Глава 21. Колымская земля

22 июля 1949 года. 08 часов 01 минута по местному времени.

"Магаданская транзитка", четвертый километр.

* * *

В бухту Нагаево мы прибыли рано утром. Пирс номер пять, который прославился как место высадки заключенных, принял нас, и колонны с зэка начали выгрузку на причал.

Нас выстроили, как везде было принято в колонну по пять и мы двинулись от причала по главной улице Магадана, проспекту Ленина. Я представил, что чувствовали пленные гитлеровцы, когда их провели по улицам Москвы в 1944 году.

Но на наши уныло бредущие колонны никто особого внимания из жителей Магадана не обращал. Настолько это было обыденно, что вид зэка, идущих под конвоем, никого не удивлял.

Магадан к тому времени был уже большим городом. В его центре находилось множество административных зданий. По окраинам Магадан был, конечно, беднее, там располагалось бесчисленное количество бараков и частных домиков причудливой архитектуры, сараи и различные пристройки.

Колонна дошла до санпропускника, где нам, грязным, вонючим, наконец, разрешили помыться, а наши вещи забрали на прожарку.

После этого нас, весь этап, снятый с парохода, направили в Магаданский постоялый двор[212] который находился на четвертом километре Колымской трассы. Иначе его звали "Магаданская транзитка". Лагерь этот был совсем не маленький. Не такой большой, как в Ванино, но много больше большинства ИТЛ. Нашу первую колонну, состоящую из законников, разделили на четыре части и мы двинулись по шоссе. Когда нас ввели в лагерь, нам пришлось пройти вдоль проволоки, за которой стояли отошедшие воры. Они нас встретили свистом, улюканьем и оскорблениями. Они бросались на колючую проволоку, как гиббоны, словно собираясь порвать ее, ревели как оголтелые быки и грязно матерились.

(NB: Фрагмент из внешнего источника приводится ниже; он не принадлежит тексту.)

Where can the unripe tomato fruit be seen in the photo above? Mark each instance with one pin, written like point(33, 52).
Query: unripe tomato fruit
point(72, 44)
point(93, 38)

Короче говоря, все это незаметно переросло в кровавую драку, я бы сказал даже побоище. Но расскажу по-порядку.

— Кто тут у вас шишкомот, честняги недорезанные? — вопросил один из-за проволоки сученых воров, злобно сверкая шнифтами.

— А ты что за пидорас, который тут икру тоннами мечет, да ростом не вышел? — не остался в долгу кто-то из черных воров.

— Ты что ли центровой, ебобл. дище облямуделое[213]? — заржал ссученный вор и его радостным смехом и гомоном поддержали остальные отошедшие.

— Пошел ты на х… мордобл. дина залупоглазая, сто. бучее страхопи. дище! — отозвалась немедленно наша колонна.

— Мне ваш центровой нужен, а не всякая шваль, склип. здени вы двужопостворчатые! — усмехнулся центровой среди ссученых, не обращая внимания на ответную ядовитую реплику и делая отвратительную гримасу на своей роже. — Где он, разъе. бать у праба?бушки ребро через семь гробов в сраку? Бздит, что ли на базар по понятиям со мной выйти?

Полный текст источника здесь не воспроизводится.